Kernel4 Solutions – CS 61 2020

P1. Examining memory

The first question is how to find the addresses corresponding to these symbols. Well, here’s one way: ask GDB, which knows the addresses for things.

cs61-user@9d076324193b:~/cs61-lectures/kernel4$ make run
* Run `gdb -x build/weensyos.gdb` to connect gdb to qemu.
...
kohler@elsewhere$ gdb -x build/demoos.gdb
GNU gdb (GDB) 9.2
Copyright (C) 2020 Free Software Foundation, Inc.
License GPLv3+: GNU GPL version 3 or later <http://gnu.org/licenses/gpl.html>
...blah blah blah...
(gdb) p syscall_entry
$1 = {<text variable, no debug info>} 0x40ad6 <syscall_entry>
(gdb) p process_main
$2 = {void (void)} 0x100000 <process_main()>
(gdb) p kernel_pagetable
$3 = 0x4e000 <kernel_pagetable>
(gdb)

Then you can pass those address to vmiter.

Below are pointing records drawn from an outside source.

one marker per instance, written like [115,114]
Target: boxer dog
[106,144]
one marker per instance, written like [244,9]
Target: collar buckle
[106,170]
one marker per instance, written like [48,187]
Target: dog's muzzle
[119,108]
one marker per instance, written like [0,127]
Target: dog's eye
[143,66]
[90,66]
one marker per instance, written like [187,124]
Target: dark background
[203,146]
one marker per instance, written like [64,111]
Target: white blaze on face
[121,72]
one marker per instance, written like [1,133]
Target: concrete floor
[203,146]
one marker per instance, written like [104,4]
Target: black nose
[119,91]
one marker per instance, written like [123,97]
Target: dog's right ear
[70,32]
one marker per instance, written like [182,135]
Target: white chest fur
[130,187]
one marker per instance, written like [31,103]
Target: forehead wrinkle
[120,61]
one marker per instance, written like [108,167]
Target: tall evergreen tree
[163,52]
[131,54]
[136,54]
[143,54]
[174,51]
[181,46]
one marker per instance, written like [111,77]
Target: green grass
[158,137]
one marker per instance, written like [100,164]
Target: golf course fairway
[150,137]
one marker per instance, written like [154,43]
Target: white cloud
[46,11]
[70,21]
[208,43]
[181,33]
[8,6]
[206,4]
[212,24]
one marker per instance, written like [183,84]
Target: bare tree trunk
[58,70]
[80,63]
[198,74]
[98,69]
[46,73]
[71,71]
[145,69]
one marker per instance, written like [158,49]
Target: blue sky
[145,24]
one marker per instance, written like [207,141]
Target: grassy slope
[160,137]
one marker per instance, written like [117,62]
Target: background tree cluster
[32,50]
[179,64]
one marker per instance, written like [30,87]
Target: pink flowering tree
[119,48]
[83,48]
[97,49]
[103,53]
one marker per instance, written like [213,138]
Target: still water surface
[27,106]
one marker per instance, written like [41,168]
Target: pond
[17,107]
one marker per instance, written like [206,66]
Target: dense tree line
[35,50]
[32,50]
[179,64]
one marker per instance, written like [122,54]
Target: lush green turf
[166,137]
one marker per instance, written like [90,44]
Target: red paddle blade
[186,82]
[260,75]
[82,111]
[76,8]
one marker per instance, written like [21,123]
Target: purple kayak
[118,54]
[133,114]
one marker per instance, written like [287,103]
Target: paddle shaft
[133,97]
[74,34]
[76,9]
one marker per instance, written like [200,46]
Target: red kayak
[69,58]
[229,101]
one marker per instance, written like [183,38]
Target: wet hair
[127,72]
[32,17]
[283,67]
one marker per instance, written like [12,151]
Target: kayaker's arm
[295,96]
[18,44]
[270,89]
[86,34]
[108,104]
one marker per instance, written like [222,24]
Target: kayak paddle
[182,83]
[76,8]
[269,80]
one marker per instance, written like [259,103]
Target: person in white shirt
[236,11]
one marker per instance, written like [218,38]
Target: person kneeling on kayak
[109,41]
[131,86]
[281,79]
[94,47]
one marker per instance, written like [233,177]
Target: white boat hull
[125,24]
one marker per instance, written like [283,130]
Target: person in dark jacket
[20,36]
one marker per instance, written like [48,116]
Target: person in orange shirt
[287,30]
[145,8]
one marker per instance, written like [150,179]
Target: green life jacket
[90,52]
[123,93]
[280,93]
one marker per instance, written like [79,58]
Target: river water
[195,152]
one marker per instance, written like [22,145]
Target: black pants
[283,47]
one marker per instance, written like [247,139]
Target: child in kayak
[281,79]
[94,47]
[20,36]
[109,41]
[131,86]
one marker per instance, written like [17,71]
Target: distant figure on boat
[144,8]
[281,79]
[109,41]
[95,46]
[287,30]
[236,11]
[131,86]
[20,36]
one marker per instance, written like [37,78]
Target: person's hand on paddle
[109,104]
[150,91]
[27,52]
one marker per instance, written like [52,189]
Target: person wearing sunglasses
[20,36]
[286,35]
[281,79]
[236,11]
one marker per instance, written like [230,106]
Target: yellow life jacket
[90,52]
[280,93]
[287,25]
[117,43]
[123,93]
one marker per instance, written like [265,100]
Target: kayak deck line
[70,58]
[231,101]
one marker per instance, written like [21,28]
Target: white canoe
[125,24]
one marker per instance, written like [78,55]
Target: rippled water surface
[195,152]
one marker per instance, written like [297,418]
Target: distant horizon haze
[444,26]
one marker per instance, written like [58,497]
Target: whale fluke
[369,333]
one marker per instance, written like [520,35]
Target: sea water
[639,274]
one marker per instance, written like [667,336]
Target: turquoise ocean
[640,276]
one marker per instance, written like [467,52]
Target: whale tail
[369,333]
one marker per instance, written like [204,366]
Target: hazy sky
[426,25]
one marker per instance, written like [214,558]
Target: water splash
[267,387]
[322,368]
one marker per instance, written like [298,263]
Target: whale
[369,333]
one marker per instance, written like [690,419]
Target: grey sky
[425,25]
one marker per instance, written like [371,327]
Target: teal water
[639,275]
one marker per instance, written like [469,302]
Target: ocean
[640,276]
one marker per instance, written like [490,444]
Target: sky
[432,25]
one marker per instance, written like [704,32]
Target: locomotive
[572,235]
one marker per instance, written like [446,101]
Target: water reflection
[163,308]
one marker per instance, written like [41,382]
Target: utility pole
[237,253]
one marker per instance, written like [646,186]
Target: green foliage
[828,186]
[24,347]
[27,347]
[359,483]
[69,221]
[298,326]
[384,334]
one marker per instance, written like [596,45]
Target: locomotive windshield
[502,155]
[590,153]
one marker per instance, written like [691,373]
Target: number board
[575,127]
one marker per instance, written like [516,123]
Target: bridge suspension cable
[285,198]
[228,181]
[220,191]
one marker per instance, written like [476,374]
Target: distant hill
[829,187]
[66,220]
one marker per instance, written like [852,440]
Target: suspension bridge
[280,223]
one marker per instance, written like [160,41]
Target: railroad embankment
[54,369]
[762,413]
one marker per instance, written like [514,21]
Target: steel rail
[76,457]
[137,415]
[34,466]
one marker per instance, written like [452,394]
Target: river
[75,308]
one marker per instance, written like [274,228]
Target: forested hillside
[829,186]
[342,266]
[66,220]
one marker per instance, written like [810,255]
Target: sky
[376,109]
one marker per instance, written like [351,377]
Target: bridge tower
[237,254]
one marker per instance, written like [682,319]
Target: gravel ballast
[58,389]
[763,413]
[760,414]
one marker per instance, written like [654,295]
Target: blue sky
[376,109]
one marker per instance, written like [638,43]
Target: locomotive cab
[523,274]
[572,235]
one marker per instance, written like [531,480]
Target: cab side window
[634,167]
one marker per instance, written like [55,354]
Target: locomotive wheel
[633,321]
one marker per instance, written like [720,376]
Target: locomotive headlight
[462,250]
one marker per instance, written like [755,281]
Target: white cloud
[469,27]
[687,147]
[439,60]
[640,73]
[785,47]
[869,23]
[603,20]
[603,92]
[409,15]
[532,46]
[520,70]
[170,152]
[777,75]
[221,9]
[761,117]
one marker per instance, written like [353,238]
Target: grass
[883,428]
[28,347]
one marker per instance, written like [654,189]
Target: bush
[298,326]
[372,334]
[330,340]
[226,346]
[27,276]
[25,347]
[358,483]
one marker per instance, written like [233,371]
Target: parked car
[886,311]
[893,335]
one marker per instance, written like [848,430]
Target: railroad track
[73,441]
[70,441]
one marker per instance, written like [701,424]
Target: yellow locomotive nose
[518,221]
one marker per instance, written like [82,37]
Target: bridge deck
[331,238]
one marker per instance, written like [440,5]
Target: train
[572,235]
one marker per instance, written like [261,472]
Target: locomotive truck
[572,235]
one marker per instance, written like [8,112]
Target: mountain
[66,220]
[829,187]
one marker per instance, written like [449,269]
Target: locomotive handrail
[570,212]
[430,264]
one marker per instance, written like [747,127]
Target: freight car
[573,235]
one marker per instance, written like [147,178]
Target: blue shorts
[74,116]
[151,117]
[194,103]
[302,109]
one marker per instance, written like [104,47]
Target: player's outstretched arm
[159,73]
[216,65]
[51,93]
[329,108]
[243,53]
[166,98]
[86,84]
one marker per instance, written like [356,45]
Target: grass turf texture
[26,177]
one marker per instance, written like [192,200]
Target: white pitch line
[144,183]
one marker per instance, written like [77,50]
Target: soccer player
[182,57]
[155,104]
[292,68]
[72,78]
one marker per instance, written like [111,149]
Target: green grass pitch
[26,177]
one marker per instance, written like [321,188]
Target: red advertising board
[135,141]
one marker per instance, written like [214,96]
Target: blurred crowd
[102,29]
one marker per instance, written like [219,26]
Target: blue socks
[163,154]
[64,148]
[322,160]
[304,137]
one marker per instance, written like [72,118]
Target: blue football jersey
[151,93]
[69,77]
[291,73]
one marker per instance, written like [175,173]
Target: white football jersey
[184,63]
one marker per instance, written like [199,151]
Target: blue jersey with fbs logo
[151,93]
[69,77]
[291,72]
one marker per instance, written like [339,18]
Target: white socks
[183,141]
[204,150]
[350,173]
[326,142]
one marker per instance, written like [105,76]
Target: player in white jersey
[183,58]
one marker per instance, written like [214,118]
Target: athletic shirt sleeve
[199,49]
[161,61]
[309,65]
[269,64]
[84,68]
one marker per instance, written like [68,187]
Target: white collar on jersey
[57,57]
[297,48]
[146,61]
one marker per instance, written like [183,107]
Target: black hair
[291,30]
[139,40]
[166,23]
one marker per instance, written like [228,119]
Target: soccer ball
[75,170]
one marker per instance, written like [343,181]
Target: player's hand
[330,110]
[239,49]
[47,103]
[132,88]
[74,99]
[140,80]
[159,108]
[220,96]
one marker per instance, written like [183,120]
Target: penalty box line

Another way is to take advantage of the symbol and assembly files created in the obj/ directory. If you’re not sure what file to check, use grep to check them all:

cs61-user@9d076324193b:~/cs61-lectures/kernel4$ grep syscall_entry obj/*
Binary file obj/kernel matches
obj/kernel.asm:0000000000040ad6 <syscall_entry>:
obj/kernel.asm:    wrmsr(MSR_IA32_LSTAR, reinterpret_cast<uint64_t>(syscall_entry));
Binary file obj/kernel.full matches
obj/kernel.sym:0000000000040ad6 T syscall_entry
Binary file obj/k-exception.ko matches
Binary file obj/k-hardware.ko matches

Or you can get addresses from the compiler—though this is not as easy as it might first appear.

`syscall_entry`

The syscall_entry function is defined in k-exception.S as an assembly function, so we cannot access it directly from inside kernel.cc since the C compiler will not know what the symbol refers to. To be able to access it from inside kernel.cc, we can define a syscall_entry function marked as extern, meaning the implementation is external and will be provided during linking.

Placing this line of code above the definition of kernel_start will allow us to access the function now!

extern "C" { extern void syscall_entry(); }

We mark the function with extern "C" because the name of the function in assembly code is just syscall_entry and we want to prevent the C++ compiler from automatically doing name mangling of function names.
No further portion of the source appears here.